Há um gargalo em nossos portos de exportação e na nossa malha ferroviária. E os investimentos nos últimos anos foram pífios.

Independente do governo, a necessidade de ampliar o superávit da balança comercial brasileira é uma constante. E não é de hoje - nos anos 70, o próprio governo militar divulgou o lema "exportar é o que importa". Muitas coisas mudaram em 30 anos: a economia brasileira passou por mudanças profundas, superando a hiperinflação dos anos 80, ganhando produtividade e abandonando a mentalidade que lucrava com a especulação com a terra, que agora vale pelo que produz. No entanto, um setor que parece ter ficado nos anos 70 é justamente o do transporte, fundamental para o escoamento de bens tanto no mercado interno como no externo.

As vantagens competitivas obtidas com grande sacrifício pelo setor produtivo brasileiro, espicaçado por juros altos, muitas vezes caem no buraco da incompetência e da inconseqüência por que passa a infra-estrutura no País. Buraco mesmo. O meio de transporte privilegiado em meados do século XX foi o mais caro, o rodoviário. Isso num país que, em grande parte, conta com terrenos favoráveis à instalação de ferrovia - este sim, um dos meios mais baratos do mundo, ao lado da navegação. Segundo estudo da UFRJ - Universidade Federal do Rio de Janeiro, mais de 60% dos bens são transportados pelo Brasil por rodovias, em comparação com 26% nos Estados Unidos e 8% na China.

Este absurdo, no entanto, ganha ares de desastre quando se analisa o estado das rodovias brasileiras - lastimável, para dizer o mínimo. Tal fato é reconhecido pela própria Confederação Nacional de Trânsito (CNT), cuja condição das estradas foi considerada ruim, péssima ou deficiente em 78% dos casos. De acordo com a UFRJ, a conta desse descaso com a logística está na faixa de R$ 110 bilhões ao ano, diante dos atrasos constantes na entrega de mercadorias.

As hidrovias, que poderiam representar um ponto favorável ao desenvolvimento econômico do País, também são relegadas a um segundo plano - só se tornam importantes quando usadas para escapar do pedágio. E, no entanto, representam um caminho natural para as exportações brasileiras.
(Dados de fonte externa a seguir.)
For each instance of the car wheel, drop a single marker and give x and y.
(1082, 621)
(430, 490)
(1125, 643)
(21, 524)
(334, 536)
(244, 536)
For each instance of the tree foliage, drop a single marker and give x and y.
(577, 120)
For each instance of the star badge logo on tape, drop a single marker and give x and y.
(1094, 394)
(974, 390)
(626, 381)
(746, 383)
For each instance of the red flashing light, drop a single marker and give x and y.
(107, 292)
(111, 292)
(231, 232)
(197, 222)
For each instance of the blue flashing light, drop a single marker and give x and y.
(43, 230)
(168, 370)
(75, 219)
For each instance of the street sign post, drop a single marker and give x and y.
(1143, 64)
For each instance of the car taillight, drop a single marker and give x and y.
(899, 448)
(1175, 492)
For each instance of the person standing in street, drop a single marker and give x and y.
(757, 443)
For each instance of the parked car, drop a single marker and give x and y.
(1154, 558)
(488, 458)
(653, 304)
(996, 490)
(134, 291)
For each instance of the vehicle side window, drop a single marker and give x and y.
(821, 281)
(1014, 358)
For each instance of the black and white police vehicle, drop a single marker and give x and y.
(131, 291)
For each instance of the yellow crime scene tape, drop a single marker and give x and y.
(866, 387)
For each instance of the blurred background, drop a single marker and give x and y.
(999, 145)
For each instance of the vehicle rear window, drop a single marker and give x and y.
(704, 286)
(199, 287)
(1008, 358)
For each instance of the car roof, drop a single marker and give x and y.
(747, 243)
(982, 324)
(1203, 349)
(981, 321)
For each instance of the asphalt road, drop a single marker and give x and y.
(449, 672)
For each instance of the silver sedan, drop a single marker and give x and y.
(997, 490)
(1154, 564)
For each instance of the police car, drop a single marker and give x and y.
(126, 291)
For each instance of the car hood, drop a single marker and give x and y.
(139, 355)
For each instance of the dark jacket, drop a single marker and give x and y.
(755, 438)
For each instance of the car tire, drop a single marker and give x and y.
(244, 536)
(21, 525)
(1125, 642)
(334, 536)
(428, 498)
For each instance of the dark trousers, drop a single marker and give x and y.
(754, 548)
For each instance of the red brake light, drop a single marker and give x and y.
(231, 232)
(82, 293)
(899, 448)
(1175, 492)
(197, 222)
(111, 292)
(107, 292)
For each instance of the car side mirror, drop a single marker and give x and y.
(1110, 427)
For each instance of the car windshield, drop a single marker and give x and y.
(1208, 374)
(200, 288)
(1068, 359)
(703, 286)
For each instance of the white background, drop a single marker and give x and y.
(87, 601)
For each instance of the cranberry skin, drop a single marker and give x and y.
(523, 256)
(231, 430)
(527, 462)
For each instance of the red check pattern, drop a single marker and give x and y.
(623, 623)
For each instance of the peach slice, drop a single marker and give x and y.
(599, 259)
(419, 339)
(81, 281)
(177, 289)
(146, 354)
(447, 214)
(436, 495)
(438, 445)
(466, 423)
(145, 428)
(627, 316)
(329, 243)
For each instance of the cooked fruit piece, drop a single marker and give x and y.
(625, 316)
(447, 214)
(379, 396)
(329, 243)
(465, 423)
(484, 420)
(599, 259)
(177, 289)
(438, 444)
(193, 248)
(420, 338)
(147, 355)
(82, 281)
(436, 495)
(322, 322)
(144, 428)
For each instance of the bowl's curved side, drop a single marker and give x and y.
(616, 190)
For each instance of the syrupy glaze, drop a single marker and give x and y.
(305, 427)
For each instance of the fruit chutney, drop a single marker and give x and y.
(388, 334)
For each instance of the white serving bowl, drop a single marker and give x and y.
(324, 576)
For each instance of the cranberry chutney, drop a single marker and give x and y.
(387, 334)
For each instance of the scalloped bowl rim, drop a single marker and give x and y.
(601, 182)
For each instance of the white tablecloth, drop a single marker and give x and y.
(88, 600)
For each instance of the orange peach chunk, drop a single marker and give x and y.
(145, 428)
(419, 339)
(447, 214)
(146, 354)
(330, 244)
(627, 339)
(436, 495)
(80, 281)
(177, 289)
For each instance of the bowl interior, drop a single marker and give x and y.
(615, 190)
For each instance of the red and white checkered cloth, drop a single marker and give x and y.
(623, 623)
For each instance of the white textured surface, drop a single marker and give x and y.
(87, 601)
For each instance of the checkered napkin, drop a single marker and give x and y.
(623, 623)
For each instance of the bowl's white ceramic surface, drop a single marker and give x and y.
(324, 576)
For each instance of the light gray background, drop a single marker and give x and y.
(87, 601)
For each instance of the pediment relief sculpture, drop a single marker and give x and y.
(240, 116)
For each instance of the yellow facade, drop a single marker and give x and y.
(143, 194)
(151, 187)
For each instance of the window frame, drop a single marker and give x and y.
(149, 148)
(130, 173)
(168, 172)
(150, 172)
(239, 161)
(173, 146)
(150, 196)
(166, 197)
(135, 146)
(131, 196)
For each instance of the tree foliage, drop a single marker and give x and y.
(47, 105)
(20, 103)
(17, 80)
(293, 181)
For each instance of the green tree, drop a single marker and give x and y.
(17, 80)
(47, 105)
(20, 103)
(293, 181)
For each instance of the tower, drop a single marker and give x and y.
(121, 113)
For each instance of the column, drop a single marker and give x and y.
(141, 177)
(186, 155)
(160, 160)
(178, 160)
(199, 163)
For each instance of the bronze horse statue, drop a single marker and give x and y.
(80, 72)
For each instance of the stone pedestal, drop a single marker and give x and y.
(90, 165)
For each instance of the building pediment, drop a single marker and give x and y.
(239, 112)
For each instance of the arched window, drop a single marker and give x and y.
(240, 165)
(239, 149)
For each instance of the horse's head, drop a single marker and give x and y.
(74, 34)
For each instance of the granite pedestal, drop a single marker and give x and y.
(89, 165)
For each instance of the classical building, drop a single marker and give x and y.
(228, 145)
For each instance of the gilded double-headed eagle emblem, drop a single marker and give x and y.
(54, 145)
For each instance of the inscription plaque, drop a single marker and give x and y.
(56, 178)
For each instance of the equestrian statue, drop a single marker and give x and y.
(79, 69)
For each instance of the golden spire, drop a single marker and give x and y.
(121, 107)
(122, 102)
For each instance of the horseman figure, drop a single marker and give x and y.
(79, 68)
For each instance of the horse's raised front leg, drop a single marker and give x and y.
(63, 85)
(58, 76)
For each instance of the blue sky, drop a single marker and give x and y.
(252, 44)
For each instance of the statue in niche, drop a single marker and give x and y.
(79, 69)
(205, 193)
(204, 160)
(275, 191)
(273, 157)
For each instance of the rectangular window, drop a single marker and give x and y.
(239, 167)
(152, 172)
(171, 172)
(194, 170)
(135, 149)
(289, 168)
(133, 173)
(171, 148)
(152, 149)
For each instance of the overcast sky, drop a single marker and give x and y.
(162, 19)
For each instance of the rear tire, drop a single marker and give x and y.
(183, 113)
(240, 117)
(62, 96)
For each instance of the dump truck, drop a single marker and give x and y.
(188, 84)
O transporte rodoviário continua a ter primazia no Brasil, recebendo investimentos de R$ 8 bilhões entre 1995 e 2000, em comparação com os R$ 500 milhões para as ferrovias e os R$ 200 milhões para as hidrovias. Para completar este quadro perturbador, é preciso levar em conta, ainda, o aumento no roubo de cargas, que saltou de 3 mil casos em 1994 para 8 mil em 2001. Apesar dos recursos, as rodovias continuam esburacadas e perigosas.

O aumento da produtividade das operações portuárias, ocorrido nos últimos anos, não é suficiente para contornar os problemas que se avizinham a passos largos. O avanço da colheita da soja e da cana promete trazer imagens de longas filas de caminhões parados com grão, farelo, óleo e açúcar no caminho dos portos brasileiros, principalmente no Paraná.

Esse atestado de falta de planejamento torna-se mais descabido quando se observa os recursos programados para a conservação das rodovias existem. Este seria o papel dos valores arrecadados pela Contribuição de Intervenção no Domínio Econômico (Cide), que seriam encaminhados ao Fundo Nacional de Infra-Estrutura de Transportes (FNIT). No entanto, o fundo, criado no ano passado, não saiu do papel devido ao veto do então presidente Fernando Henrique Cardoso.

Exigir que o FMI considere estes investimentos como tal - e não como despesa - para não penalizar a nossa busca por superávit primário, recuperar a capacidade de investir do Estado Brasileiro, estabelecer vinculações orçamentárias, utilizar a capacidade de crédito do BNDES e ter um plano estratégico de logística é urgente e inadiável!

A esperança é que, assim, esse quadro se reverta e a infra-estrutura transforme-se em um fator de desenvolvimento das exportações brasileiras - e não mais seu calcanhar-de-aquiles.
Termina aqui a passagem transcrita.